At this point, I think it’s important to look to the experts for some guidance. Cardinal Kasper, a renowned theologian in the field of Christology proposes a theological theory of miracles in his book Jesus the Christ:
- Miracles can be extraordinary, unusual, and amazing, leaving them up to interpretation. Drawing on the Second Vatican Council, he says that it is up to the faith community to determine the unity between act and word so that an act of faith measures up with all that has already been received by faith in word (Tradition, Scripture, Teaching).
- “A miracle is the result of a personal initiative of God.” A miracle is God attempting to reveal Godself to creation, doing so in symbolic physical form.
- “A divine intervention in the sense of a directly visible action of God is theological nonsense.” Something that is so clear that it cannot be disputed removes the element of faith, compelling one to know not believe. God does not want to force us to know or love him. The more powerful the miracle, the more powerful our independence to reject it.
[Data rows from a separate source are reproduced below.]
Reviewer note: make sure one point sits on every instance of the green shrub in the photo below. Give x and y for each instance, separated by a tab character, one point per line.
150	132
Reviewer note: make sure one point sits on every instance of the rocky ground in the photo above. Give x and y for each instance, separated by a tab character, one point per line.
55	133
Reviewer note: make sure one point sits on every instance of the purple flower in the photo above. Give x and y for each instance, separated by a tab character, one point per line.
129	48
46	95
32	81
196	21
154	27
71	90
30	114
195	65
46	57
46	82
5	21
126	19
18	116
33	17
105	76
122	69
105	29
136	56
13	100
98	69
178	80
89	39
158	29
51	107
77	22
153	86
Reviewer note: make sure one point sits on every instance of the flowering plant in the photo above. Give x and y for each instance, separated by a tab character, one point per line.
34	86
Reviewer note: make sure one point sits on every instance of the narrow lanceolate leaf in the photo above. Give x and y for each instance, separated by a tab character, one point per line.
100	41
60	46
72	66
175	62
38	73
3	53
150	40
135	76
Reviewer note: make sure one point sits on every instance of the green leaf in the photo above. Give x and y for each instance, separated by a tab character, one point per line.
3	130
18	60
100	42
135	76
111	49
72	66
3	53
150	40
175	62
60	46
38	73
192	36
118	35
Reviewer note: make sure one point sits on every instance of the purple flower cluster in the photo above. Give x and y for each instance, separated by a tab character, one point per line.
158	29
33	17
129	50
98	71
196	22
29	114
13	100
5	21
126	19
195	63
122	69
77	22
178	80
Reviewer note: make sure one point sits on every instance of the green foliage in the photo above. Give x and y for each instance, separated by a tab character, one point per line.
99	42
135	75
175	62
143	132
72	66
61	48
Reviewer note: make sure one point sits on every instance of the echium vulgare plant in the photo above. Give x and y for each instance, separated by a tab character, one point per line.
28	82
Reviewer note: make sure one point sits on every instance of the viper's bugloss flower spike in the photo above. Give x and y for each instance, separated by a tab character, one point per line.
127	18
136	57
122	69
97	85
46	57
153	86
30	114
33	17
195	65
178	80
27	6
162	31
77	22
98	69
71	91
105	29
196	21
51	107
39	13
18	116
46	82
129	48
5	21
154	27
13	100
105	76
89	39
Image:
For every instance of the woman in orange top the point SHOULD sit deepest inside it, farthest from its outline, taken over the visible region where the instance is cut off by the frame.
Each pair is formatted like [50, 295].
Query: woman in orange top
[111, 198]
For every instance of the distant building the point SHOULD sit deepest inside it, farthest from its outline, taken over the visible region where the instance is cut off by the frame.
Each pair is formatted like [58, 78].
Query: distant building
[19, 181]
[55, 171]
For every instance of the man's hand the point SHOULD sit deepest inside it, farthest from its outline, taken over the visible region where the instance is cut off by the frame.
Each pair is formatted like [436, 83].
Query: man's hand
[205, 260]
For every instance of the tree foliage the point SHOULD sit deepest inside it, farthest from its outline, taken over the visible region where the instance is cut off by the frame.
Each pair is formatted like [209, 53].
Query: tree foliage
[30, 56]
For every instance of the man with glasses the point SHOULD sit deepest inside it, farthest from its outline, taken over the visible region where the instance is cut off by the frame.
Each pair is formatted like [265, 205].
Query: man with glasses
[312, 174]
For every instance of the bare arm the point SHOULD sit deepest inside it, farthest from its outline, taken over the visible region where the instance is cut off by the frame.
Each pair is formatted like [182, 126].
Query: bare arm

- All miracles have multiple interpretations. Like the previous point, miracles do not compel knowledge, but “can only be seen as the act of God by faith.” One’s faith and personhood largely influence how one will understand the initiative of God, and that is okay, for it is the purpose of miracles to “turn people’s eyes upwards, towards God.”
If after reading this post you find yourself more perplexed than you were to start, welcome to theological study! The fact is, much of our faith is a mystery, an aspect of faith that surpasses our ability to know perfectly. But that does not mean that we cannot know anything at all. With careful attention and prayer we can enter into it and be changed by it. If you can live your life in this mystery, seeking God with all your heart so to be given the eyes to see God’s work in you and in the world, there’s only one thing to say: That’s a miracle!